|
|
- ---
- layout: post
- title: Outbreak Detection in Networks
- ---
-
- ## Introduction
- The general goal of outbreak detection in networks is that given a dynamic process spreading over a network, we want to select a set of nodes to detect the process efficiently. Outbreak detection in networks has many applications in real life. For example, where should we place sensors to quickly detect contaminations in a water distribution network? Which person should we follow on Twitter to avoid missing important stories?
-
- The following figure shows the different effects of placing sensors at two different locations in a network:
-
- ![sensor_placement](../assets/img/outbreak_detection_sensor_placement.png?style=centerme)
- *(A) The given network. (B) An outbreak $$i$$ starts and spreads as shown. (C) Placing a sensor at the blue position saves more people and also detects earlier than placing a sensor at the green position, though costs more.*
-
- ## Problem Setup
- The outbreak detection problem is defined as below:
- - Given: a graph $$G(V,E)$$ and data on how outbreaks spread over this $$G$$ (for each outbreak $$i$$, we knew the time $$T(u,i)$$ when the outbreak $$i$$ contaminates node $$u$$).

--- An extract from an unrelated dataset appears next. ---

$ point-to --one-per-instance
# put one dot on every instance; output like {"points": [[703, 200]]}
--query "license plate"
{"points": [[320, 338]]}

- - Goal: select a subset of nodes $$S$$ that maximize the expected reward:
-
- $$
- \max_{S\subseteq U}f(S)=\sum_{i}p(i)\cdot f_{i}(S)
- $$
-
- $$
- \text{subject to cost }c(S)\leq B
- $$
-
- where
-
- - $$p(i)$$: probability of outbreak $$i$$ occurring
- - $$f_{i}(S)$$: rewarding for detecting outbreak $$i$$ using "sensors" $$S$${% include sidenote.html id='note-outbreak-detection-problem-setup' note='It is obvious that $$p(i)\cdot f_{i}(S)$$ is the expected reward for detecting the outbreak $$i$$' %}
- - $$B$$: total budget of placing "sensors"
-
-
- **The Reward** can be one of the following three:
-
- - Minimize the time to detection
- - Maximize the number of detected propagations
- - Minimize the number of infected people
-
- **The Cost** is context-dependent. Examples are:
-
- - Reading big blogs is more time consuming
- - Placing a sensor in a remote location is more expensive
-
- ## Outbreak Detection Formalization
-
- ### Objective Function for Sensor Placements
-
- Define the **penalty $$\pi_{i}(t)$$** for detecting outbreak $$i$$ at time $$t$$, which can be one of the following:{% include sidenote.html id='note-outbreak-detection-penalty-note' note='Notice: in all the three cases detecting sooner does not hurt! Formally, this means, for all three cases, $$\pi_{i}(t)$$ is monotonically nondecreasing in $$t$$.'%}
-
- - **Time to Detection (DT)**
- - How long does it take to detect an outbreak?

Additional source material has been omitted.